Glamour has three models — Alessandra Ambrosio, Brooklyn Decker, and Crystal Renn — on the cover of its June issue. Meanwhile, Vanity Fair has two foreign soccer players with names most Americans don't know on the cover of its June issue. Where are the actresses promoting movies or pop stars promoting albums? Editors are getting tired of them for two reasons, according to the Daily Beast. One, Hollywood doesn't produce megafamous actresses, like Angelina Jolie, anymore. Second, of the biggest major actresses still out there, there's nothing new to know about them.
Or as Samir Husni, the magazine industry pundit, put it, “What else do you really want to know about Angelina Jolie? With a lot of these celebrities, there’s nothing left to show unless they actually take their clothes off. We’ve covered them from every shape, every corner. We’ve shown them with their kids, and with their boyfriends and with their girlfriends, so that’s why you’re starting to see semi-naked soccer players and a semi-naked Tiger Woods. That’s what it takes to survive in a digital age.”
Oh sure, blame the Internet. But we're not complaining. We can't remember buying a magazine because we were just dying to know what an actress had to say about her latest movie.

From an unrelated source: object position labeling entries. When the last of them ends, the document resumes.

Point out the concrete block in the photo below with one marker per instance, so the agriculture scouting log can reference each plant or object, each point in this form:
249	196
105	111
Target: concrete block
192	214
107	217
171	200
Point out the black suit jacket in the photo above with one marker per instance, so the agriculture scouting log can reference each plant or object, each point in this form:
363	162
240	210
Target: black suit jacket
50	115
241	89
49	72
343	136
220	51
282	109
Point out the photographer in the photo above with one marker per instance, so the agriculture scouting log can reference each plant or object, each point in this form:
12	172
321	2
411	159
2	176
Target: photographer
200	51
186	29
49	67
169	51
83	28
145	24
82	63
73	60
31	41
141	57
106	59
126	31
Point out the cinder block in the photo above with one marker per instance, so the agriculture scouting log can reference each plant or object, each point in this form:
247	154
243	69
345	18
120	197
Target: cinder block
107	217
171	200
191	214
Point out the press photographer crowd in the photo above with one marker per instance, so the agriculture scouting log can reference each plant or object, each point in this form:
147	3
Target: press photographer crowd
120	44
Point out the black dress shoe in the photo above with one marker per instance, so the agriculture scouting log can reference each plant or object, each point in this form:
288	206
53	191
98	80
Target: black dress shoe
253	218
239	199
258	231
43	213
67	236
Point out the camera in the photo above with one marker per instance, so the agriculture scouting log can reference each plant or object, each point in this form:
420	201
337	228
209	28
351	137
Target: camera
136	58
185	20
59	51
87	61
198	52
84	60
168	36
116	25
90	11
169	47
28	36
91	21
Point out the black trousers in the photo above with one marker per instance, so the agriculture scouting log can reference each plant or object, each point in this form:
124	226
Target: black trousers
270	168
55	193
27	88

Glamour’s editor Cindi Leive agrees:, “I think what you’re seeing in the magazine world is a certain amount of fatigue with the same old, same old faces. One reason we had a nice sale with Taylor Swift was that you hadn’t seen her on a million magazine covers before and there was actually the hope that ‘Oh my God! I might actually learn something new.’ I think taking risks is serving people well right now.”
The fashion industry as a whole seems to be tiring of celebrities. Not only is Madonna the last one standing in major fashion campaigns, a territory non-model stars used to dominate, but designers don't think they need celebrities around all the time for publicity. It's that other common way of explaining cultural shifts nowadays: the recession.

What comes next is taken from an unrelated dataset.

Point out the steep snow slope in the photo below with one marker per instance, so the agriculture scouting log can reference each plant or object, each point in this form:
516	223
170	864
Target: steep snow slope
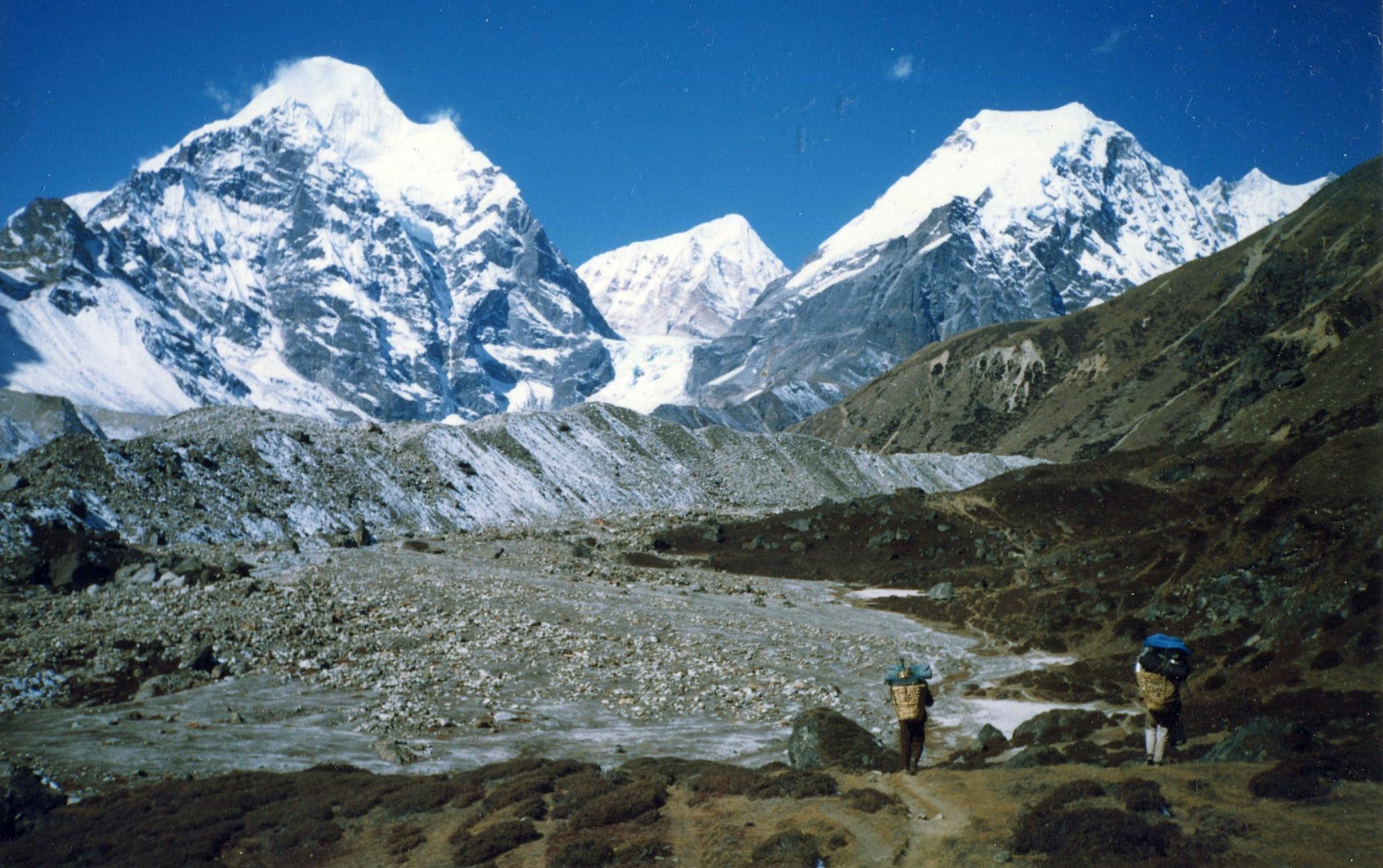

Robert Burke, a prominent consultant in the fashion business whose clients include Bulgari, Vera Wang, and Dunhill, notes, “There was a time not too long ago when celebrities were paid a lot of money to show up at a party and today people are really looking at the R.O.I and going, ‘Do we really need this person here?’ Paying people to appear at a fashion show is a bit passé.”
It probably doesn't help that it's getting harder to find celebrities that don't have clothing lines than those that do. It's like Alber Elbaz said, designers aren't trying to insert themselves in other professions. They're not crossing over into acting or singing or dancing. But maybe this is a vicious cycle, and without their covers celebrities feel like they have to launch toxic jewelry lines, or what have you, to get noticed.